## Imports

**requests**          -> Used to recieve content from webpage.
<br>
**json**              -> Used to turn json files into dictionaries.
<br>
**PIL**               -> Used to turn file into image that can be resized.
<br>
**numpy**             -> Many uses, including turing PIL Image into an array.
<br>
**pandas**            -> Used for dataframes and dataframes manipulation.
<br>
**matplotlib.pyplot** -> For plotting graphs.
<br>
**sklearn**           -> Allows to train model from a percentage of itself.
<br>
**keras**             -> Used for the actual model.
<br>
**scripts**           -> Used to grab max likes on all photos from all of the users.

In [1]:
import requests
import json
from time import sleep

from PIL import Image

import pickle

import numpy as np
import pandas as pd
import matplotlib.pyplot as plt

from sklearn.model_selection import train_test_split
from sklearn.preprocessing import StandardScaler

from keras.models import Sequential
from keras.layers import Dense, Flatten, Conv2D, MaxPooling2D

from scripts.get_users import GetUsers

%matplotlib inline

Using TensorFlow backend.


## Data Gathering

Using scrapy's crawler, gathered data as XHR from multiple sources and users. Gathered all observations along with it in case there's a need for it later. In addition, gathered max like of all photos of each user in order to scale the original likes on the photos.

#### Grabs X and y from text

In [None]:
photos_info = []

for i in range(1, 178):
    filename = f'./data/photos-{i}.txt'
    with open(filename, 'r') as f:
        text = f.read()
        items = json.loads(text)
    
    for item in items:
        photos_user_url = item['user']['username']
        photos_url = item['urls']['small']
        photos_likes = item['likes']
        
        photos_info.append([photos_user_url, photos_url, photos_likes])
        
photos_df = pd.DataFrame(photos_info, columns=['user_url', 'small_url', 'likes'])
photos_df.to_csv('./datasets/user_url_likes.csv', index=False)
photos_df.head()

In [None]:
base_url = 'https://unsplash.com/napi/users/{}/photos?page={}&per_page=10&order_by=latest'

i = 1
likes = set()
while True:
    url = base_url.format('gallivantinglife', i)
    response = requests.get(url)
    if response.status_code == 404: return 0

    json_file = json.loads(response.text)
    if len(json_file) == 0:
        print(f'broke at: {i}')
        break

    for item in json_file:
        print(item)
        print(item['likes'])
        print(i)
        likes.add(item['likes'])
    i += 1
    sleep(1)
try:
    print(max(likes))
except:
    print(0)

In [None]:
photos_df.iloc[1081:, 0]

In [None]:
# Uses Requests
photos_df = pd.read_csv('./datasets/user_url_likes.csv')

# Start where left off
users_list = photos_df.iloc[1081:, 0].values.tolist()

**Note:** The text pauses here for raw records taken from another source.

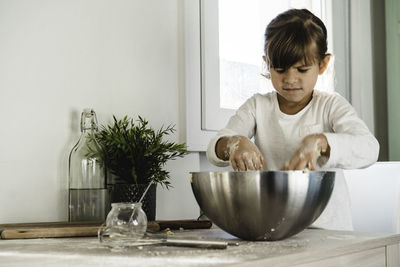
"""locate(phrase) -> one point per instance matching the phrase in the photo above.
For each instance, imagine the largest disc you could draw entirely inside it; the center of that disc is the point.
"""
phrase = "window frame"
(197, 136)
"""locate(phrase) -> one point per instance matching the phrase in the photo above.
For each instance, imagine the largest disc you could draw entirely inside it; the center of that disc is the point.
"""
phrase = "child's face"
(296, 84)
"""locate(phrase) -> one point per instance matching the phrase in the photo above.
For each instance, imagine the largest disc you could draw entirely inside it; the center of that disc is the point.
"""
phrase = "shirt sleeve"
(242, 123)
(351, 143)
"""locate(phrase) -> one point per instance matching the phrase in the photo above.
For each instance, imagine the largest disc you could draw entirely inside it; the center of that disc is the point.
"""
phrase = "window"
(223, 50)
(232, 48)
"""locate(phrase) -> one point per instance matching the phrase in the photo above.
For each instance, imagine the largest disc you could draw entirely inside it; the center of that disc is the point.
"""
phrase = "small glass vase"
(126, 223)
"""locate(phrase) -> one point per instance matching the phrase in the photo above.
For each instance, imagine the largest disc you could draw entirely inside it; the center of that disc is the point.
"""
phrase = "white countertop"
(309, 245)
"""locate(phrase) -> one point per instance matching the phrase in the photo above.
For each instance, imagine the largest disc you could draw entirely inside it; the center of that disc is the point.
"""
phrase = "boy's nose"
(290, 77)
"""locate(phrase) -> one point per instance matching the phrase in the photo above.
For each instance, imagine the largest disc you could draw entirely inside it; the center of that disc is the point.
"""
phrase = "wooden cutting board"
(81, 229)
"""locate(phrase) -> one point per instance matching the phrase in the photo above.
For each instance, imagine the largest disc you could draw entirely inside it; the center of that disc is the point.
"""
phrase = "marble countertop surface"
(311, 244)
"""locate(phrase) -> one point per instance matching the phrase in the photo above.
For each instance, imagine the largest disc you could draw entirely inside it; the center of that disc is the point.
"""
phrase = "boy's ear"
(324, 64)
(265, 59)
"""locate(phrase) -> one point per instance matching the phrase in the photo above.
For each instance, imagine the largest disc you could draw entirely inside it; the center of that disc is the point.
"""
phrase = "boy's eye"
(280, 70)
(302, 70)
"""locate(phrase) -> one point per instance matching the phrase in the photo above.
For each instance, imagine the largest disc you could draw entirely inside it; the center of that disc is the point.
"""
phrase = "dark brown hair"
(295, 35)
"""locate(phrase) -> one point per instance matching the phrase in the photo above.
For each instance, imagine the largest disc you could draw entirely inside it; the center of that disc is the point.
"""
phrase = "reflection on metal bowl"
(263, 205)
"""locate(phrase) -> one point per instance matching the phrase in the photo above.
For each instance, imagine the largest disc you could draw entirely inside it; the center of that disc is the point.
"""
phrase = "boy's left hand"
(306, 155)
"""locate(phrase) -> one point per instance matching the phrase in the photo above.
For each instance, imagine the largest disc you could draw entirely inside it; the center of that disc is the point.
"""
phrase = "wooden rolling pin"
(81, 229)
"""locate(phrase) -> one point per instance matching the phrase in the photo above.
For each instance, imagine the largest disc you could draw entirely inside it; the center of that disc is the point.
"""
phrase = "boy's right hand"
(243, 154)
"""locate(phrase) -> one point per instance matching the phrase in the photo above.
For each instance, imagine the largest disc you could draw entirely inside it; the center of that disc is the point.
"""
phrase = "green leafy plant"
(136, 152)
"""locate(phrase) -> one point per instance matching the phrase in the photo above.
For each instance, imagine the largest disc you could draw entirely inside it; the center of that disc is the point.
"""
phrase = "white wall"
(58, 57)
(375, 197)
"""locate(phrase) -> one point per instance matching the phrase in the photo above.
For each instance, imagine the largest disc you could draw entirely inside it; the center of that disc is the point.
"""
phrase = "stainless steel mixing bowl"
(262, 205)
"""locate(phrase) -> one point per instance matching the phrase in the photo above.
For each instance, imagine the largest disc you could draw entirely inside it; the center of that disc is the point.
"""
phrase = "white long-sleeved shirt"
(278, 135)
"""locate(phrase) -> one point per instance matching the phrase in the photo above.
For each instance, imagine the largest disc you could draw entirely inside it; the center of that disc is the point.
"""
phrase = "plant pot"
(132, 193)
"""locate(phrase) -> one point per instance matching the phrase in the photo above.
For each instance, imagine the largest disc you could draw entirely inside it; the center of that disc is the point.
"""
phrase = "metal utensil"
(262, 205)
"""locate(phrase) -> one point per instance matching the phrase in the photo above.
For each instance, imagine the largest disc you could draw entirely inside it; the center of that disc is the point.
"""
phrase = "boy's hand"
(310, 149)
(241, 152)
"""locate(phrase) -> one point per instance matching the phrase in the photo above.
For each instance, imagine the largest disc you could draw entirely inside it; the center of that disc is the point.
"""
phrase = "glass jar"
(125, 223)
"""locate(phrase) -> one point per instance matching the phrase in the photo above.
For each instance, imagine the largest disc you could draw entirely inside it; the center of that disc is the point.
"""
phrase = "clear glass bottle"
(88, 196)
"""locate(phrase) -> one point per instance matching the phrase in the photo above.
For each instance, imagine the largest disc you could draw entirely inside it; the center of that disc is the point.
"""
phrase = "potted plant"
(135, 155)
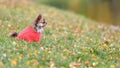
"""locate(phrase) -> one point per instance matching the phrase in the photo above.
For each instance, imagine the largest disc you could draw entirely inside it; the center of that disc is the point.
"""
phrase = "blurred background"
(104, 11)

get_users = GetUsers(users_list, 'user_errors/', 'user_files/', 'users_info_3/')

get_users.run()

## Get Mask Delete

In [None]:
photos_df = pd.read_csv('./datasets/user_url_likes.csv')

# First json dictionary
file = './users_info/user_info.json'
with open(file, 'r') as f:
    stuff = json.loads(f.read())
    
# Second json dictionary
file_2 = './users_info_2/user_info.json'
with open(file_2, 'r') as f:
    stuff_2 = json.loads(f.read())
    
# Third json dictionary
file_3 = './users_info_3/user_info.json'
with open(file_3, 'r') as f:
    stuff_3 = json.loads(f.read())
    
# Combine the dictionaries
stuff_2.update(stuff)
stuff_3.update(stuff_2)

transformed_likes = stuff_3.copy()

# Get setup to delete any observation where profile no long exists, i.e. 0 value.
name_delete = set()
for key, value in transformed_likes.items():
    if value <= 0: name_delete.add(key)
len(name_delete)

# Declare the mask for user(s) with value 0      
mask = photos_df['user_url'].map(lambda x: x in name_delete)

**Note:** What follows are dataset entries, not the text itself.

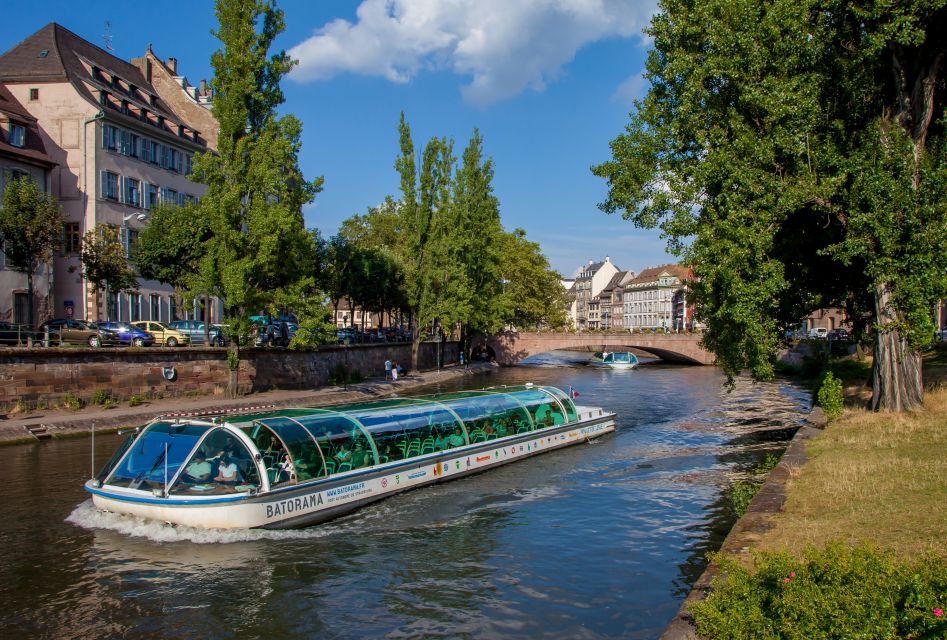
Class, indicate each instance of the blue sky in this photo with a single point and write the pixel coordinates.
(548, 83)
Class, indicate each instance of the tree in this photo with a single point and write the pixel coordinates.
(30, 225)
(532, 293)
(104, 262)
(793, 154)
(170, 250)
(258, 248)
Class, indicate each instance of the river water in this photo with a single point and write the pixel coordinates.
(600, 540)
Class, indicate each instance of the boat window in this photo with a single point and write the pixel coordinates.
(543, 408)
(305, 459)
(412, 429)
(489, 416)
(221, 464)
(126, 443)
(344, 446)
(156, 455)
(566, 402)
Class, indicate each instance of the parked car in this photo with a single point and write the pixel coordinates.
(195, 330)
(839, 335)
(129, 335)
(272, 334)
(69, 331)
(17, 334)
(163, 333)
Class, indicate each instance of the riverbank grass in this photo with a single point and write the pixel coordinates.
(871, 478)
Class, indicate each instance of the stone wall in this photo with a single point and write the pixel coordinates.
(47, 375)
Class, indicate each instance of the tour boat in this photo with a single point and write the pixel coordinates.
(615, 359)
(301, 466)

# Declare the index of mask
mask_delete = photos_df[mask].index

# Check and Drop
print('Sum Before:', photos_df['user_url'].map(lambda x: x in name_delete).sum())
check = photos_df.drop(mask_delete)
print('Sum After:', check['user_url'].map(lambda x: x in name_delete).sum())
proceed = input("Do you want to continue?\n>>> ")
if proceed.lower() in 'yes':
    photos_df.drop(mask_delete, inplace=True)
else:
    print('Goodbye.')

In [None]:
# To store
mask_delete_df = pd.DataFrame(mask_delete, columns=['mask_delete'])

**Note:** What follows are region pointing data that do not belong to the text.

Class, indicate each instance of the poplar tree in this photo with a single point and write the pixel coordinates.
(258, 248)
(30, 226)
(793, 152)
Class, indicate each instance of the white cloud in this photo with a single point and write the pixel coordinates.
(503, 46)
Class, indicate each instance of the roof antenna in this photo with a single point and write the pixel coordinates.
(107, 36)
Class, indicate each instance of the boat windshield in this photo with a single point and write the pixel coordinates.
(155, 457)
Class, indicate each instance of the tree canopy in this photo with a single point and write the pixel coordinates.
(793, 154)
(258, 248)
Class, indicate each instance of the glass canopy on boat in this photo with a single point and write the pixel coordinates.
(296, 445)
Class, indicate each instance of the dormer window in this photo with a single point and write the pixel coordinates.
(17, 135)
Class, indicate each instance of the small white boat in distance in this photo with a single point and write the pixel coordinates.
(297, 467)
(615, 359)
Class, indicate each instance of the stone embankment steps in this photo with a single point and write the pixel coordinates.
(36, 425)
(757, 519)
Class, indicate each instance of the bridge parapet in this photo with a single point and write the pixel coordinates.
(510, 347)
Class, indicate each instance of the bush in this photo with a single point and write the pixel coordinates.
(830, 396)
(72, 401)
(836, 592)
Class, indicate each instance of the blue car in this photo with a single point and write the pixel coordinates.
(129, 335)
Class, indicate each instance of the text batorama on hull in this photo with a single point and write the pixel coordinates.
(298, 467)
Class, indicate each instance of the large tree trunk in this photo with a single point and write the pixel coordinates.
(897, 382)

mask_delete_df.to_csv('datasets/mask_delete.csv', index=False)

In [None]:
# Create a transformed columns so we can save old y column
photos_df['transformed_likes'] = photos_df['likes'] / photos_df['user_url'].map(transformed_likes).values

# Save as official csv for CNN
photos_df.to_csv('datasets/train.csv', index=False)

## Photos' Url

In [None]:
# Use this to store photo's url
photos_info = []

for i in range(1, 178):
    filename = f'./data/photos-{i}.txt'
    with open(filename, 'r') as f:
        text = f.read()
        items = json.loads(text)
    
    for item in items:
        photos_url = item['urls']['small']
        photos_info.append(photos_url)

## Download Photos

In [None]:
# Uses Requests to download photos
for i, url in enumerate(photos_info):
    img_filename = f'./img_small/photos-{i}.jpg'
    img_data = requests.get(url).content

    with open(img_filename, 'wb') as f:
        f.write(img_data)
        
    sleep(1)

## Img to Array

In [None]:
# Load in mask_delete
mask_delete = pd.read_csv('./datasets/mask_delete.csv')['mask_delete']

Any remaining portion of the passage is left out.